In ihren beruflichen Entscheidungen scheint Sweeney das nicht zu tangieren: Statt sich auf Krampf zu distanzieren, weiß die Schauspielerin sich an dem Label zu bedienen. In „The Voyeurs“widmet sie sich einem fast schon vergessenen Genre, dem Erotikthriller. Auch an die verschmähte Liebeskomödie wagt sie sich heran. Und das, obwohl sich weibliche Idole der Romantic Comedy häufig retrospektiv von dem Genre distanziert haben.
Superheldin und Nonne
In dem spärlich inszenierten Drama „Reality“spielte Sweeney wiederum die reale US-Whistleblowerin Reality Winner, die einen geheimen NSA-Bericht über die Einmischung Russlands in die Präsidentschaftswahlen 2016 veröffentlicht hat. Langsames, vergleichsweise trockenes Polit-Kino, beides steht dem jungen Star gut.
Nach einem Abstecher ins Fantasy-Genre im Superheldenfilm „Madame Web“ist Sweeney nun neuerlich beim Horror gelandet. In ihrem jüngsten Projekt „Immaculate“verkörpert sie die Nonne Cecilia, die durch eine unbefleckte Empfängnis schwanger wird: der Startschuss für einen Überlebenskampf unter zweiflerischen Gläubigen. Auch hier war sie als Produzentin federführend beteiligt. Eine klare Botschaft liest sich zwischen den Zeilen, die beinahe auf den Diskurs um ihre Person übertragbar ist: Jede Frau hat das Recht, über den eigenen Körper frei zu bestimmen.

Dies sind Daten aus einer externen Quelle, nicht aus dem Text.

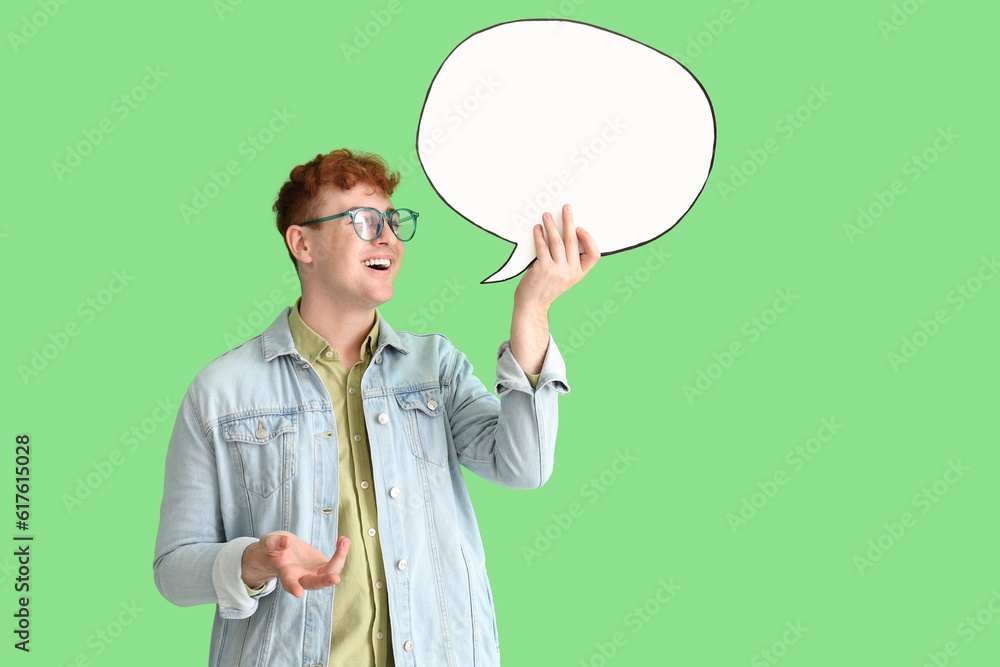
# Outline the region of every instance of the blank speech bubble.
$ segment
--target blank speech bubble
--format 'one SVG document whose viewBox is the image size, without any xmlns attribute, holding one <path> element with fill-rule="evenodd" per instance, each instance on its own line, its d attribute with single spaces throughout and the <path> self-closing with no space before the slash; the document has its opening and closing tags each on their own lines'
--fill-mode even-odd
<svg viewBox="0 0 1000 667">
<path fill-rule="evenodd" d="M 663 235 L 698 198 L 715 115 L 691 72 L 577 21 L 501 23 L 466 38 L 431 82 L 417 155 L 460 216 L 513 244 L 508 280 L 535 259 L 542 213 L 573 205 L 602 255 Z"/>
</svg>

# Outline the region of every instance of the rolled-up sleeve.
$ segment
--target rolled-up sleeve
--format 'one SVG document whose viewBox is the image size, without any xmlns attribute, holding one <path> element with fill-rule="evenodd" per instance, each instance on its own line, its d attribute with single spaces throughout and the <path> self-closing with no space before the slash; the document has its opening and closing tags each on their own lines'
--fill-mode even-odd
<svg viewBox="0 0 1000 667">
<path fill-rule="evenodd" d="M 569 392 L 566 366 L 552 336 L 538 382 L 531 386 L 505 341 L 497 352 L 496 395 L 454 352 L 448 417 L 459 462 L 480 477 L 511 488 L 538 488 L 552 475 L 557 399 Z"/>
<path fill-rule="evenodd" d="M 243 550 L 254 537 L 226 540 L 217 459 L 188 389 L 167 446 L 153 573 L 168 601 L 188 607 L 217 604 L 223 618 L 247 618 L 257 597 L 242 582 Z M 274 590 L 275 579 L 259 595 Z"/>
</svg>

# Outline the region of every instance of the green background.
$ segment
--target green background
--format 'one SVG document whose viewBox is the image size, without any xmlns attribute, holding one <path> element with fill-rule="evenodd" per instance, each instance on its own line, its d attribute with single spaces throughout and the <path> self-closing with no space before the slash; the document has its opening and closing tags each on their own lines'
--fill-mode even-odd
<svg viewBox="0 0 1000 667">
<path fill-rule="evenodd" d="M 0 660 L 205 663 L 213 609 L 175 607 L 153 584 L 164 455 L 195 374 L 299 294 L 270 210 L 292 166 L 348 146 L 404 171 L 394 202 L 420 211 L 421 228 L 383 313 L 413 329 L 421 308 L 436 310 L 417 330 L 446 333 L 491 384 L 516 280 L 479 281 L 510 246 L 464 222 L 413 168 L 417 121 L 466 36 L 561 16 L 685 63 L 711 97 L 718 145 L 681 224 L 605 257 L 552 309 L 573 391 L 560 401 L 551 480 L 514 491 L 467 477 L 504 663 L 920 667 L 937 654 L 996 665 L 996 5 L 398 2 L 395 14 L 381 1 L 69 2 L 52 3 L 51 17 L 37 1 L 4 5 L 2 553 L 22 534 L 10 474 L 19 433 L 31 437 L 35 540 L 29 655 L 12 647 L 16 564 L 0 556 Z M 373 11 L 391 20 L 345 55 Z M 147 67 L 165 78 L 122 117 L 115 100 Z M 824 87 L 828 99 L 802 107 Z M 294 118 L 251 160 L 241 143 L 275 109 Z M 105 119 L 113 131 L 57 174 L 53 163 Z M 766 162 L 745 163 L 765 146 L 777 146 Z M 929 164 L 914 171 L 922 155 Z M 240 172 L 186 221 L 181 205 L 231 160 Z M 891 205 L 849 233 L 896 180 Z M 631 215 L 656 207 L 655 192 L 615 196 Z M 652 248 L 670 258 L 647 272 Z M 103 291 L 115 271 L 127 285 Z M 629 293 L 628 279 L 644 282 Z M 448 281 L 461 291 L 440 308 Z M 779 290 L 795 300 L 775 320 Z M 22 377 L 68 325 L 77 335 Z M 727 359 L 736 342 L 743 354 Z M 686 395 L 699 372 L 707 389 Z M 823 420 L 838 425 L 832 438 Z M 142 440 L 123 439 L 133 428 Z M 795 463 L 818 435 L 827 442 Z M 107 463 L 116 451 L 120 465 Z M 634 461 L 616 471 L 618 456 Z M 952 465 L 967 470 L 956 477 Z M 776 476 L 786 483 L 769 485 Z M 758 507 L 734 523 L 744 500 Z M 869 541 L 888 549 L 869 554 Z M 680 588 L 661 604 L 663 582 Z M 141 611 L 101 640 L 117 634 L 123 604 Z M 796 624 L 804 634 L 787 630 Z"/>
</svg>

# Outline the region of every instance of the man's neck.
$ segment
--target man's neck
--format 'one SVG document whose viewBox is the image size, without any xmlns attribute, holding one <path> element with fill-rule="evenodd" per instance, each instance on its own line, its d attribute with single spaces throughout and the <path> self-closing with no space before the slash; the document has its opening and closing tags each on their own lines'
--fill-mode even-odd
<svg viewBox="0 0 1000 667">
<path fill-rule="evenodd" d="M 361 346 L 377 317 L 374 308 L 369 311 L 337 309 L 329 302 L 310 300 L 305 294 L 299 303 L 299 314 L 310 329 L 330 344 L 347 368 L 361 358 Z"/>
</svg>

Es ist der gelassene Umgang mir ihrem Ruf, der Sweeney so interessant macht. Sie lässt sich partout nicht einkasteln, sucht sich die Rollen nach Lust und Laune aus, zeigt ihre Brüste, wenn sie es mag. Es heißt, sie habe sich vereinzelt gegen Nacktszenen aus „Euphoria“ausgesprochen, wenn sie deren Notwendigkeit nicht sah – und spielte sie nach Absprache mit dem Regisseur einfach bekleidet. Gleichzeitig zeigt Sweeney weiten Ausschnitt auf dem roten Teppich. Vielleicht den Kommentaren zum Trotz. Oder einfach nur, weil sie die „best tits in Hollywood“hat. Sagen zumindest ihre Großeltern.